Now, for the OR part of the first question, we have been given the equation $ k{{x}^{2}}-14x+8=0 $ and we have to find the value of k such that one of the roots of the equation is 2.
Now, we know that the root of the equation satisfies it. Hence, if we put x=2 in the given equation, the equation will be satisfied.

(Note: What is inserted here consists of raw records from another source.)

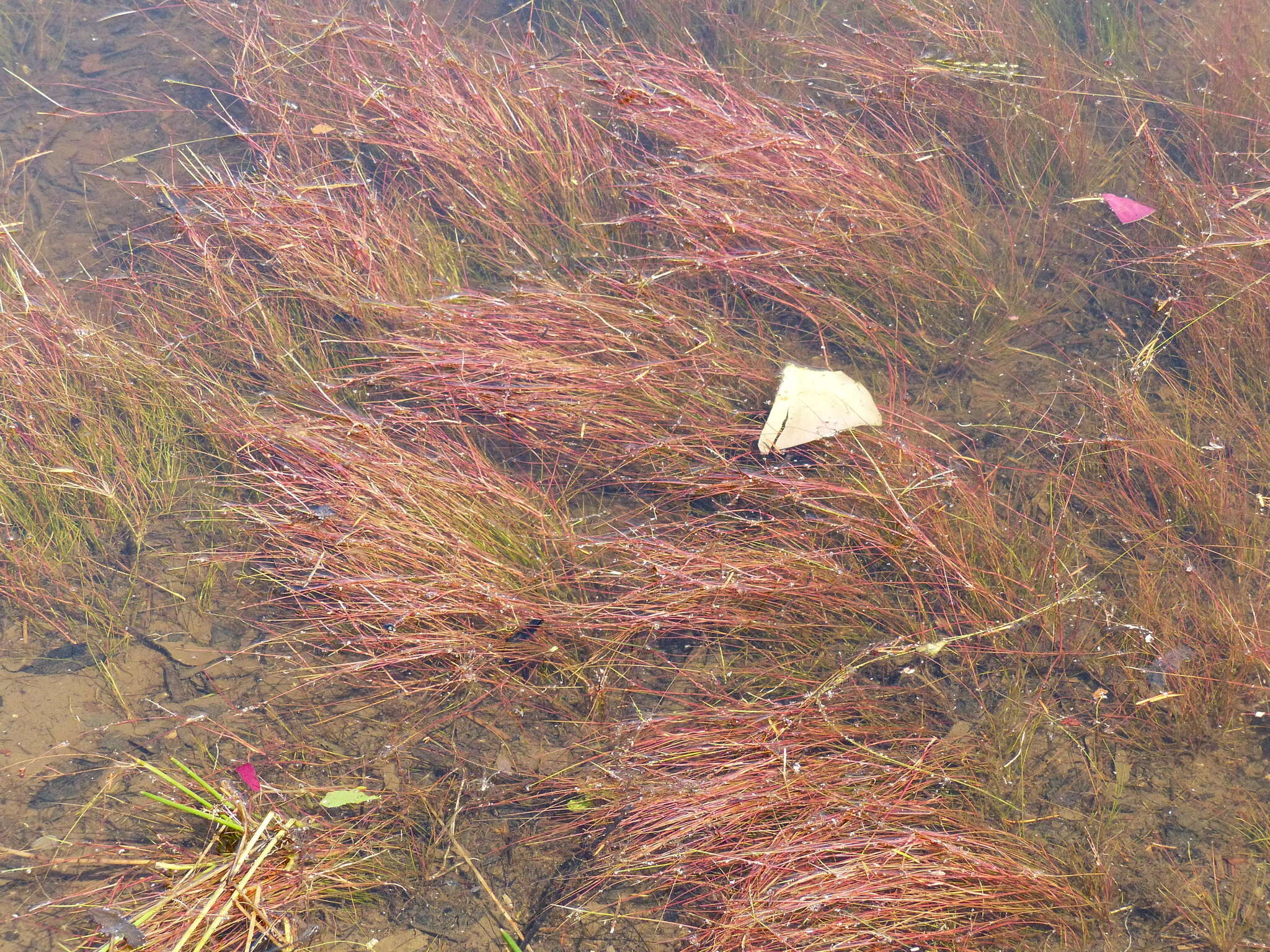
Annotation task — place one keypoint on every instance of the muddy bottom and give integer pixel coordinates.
(125, 98)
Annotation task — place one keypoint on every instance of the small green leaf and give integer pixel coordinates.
(347, 798)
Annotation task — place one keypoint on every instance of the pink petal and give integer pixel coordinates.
(1126, 208)
(247, 774)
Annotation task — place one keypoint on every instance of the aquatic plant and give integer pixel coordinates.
(257, 876)
(809, 824)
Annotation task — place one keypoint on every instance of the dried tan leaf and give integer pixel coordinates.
(814, 404)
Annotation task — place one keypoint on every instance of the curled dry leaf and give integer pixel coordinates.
(814, 404)
(1126, 208)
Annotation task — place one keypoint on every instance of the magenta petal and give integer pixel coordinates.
(248, 776)
(1126, 208)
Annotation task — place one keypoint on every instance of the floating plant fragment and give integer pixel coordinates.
(247, 774)
(1126, 208)
(347, 798)
(116, 927)
(814, 404)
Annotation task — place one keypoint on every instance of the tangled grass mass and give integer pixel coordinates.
(463, 363)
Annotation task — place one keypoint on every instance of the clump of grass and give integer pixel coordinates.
(255, 878)
(95, 451)
(810, 826)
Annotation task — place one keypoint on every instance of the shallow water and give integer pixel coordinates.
(106, 107)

Hence, putting x=2 in the given equation we get:
 $ \begin{align}
  & k{{x}^{2}}-14x+8=0 \\
 & \Rightarrow k{{\left( 2 \right)}^{2}}-14\left( 2 \right)+8=0 \\
 & \Rightarrow 4k-28+8=0 \\
 & \Rightarrow 4k=20 \\
 & \Rightarrow k=\dfrac{20}{4} \\
 & \therefore k=5 \\
\end{align} $
Thus, for this equation to have one root as 2, the value of k should be equal to 5.

Note:
 In the first part of the question, we have used the discriminant. We should know that there are different kinds of roots for different ranges of D.
1. If D>0, roots are different and real
2. If D=0, roots are real and equal
3. If D<0, roots are imaginary
Also remember, when we talk about real roots, they can be irrational too and irrational roots will always occur in pairs of conjugates. Similarly, the imaginary roots will be in the form of ‘iota’ and they will also occur in conjugate pairs.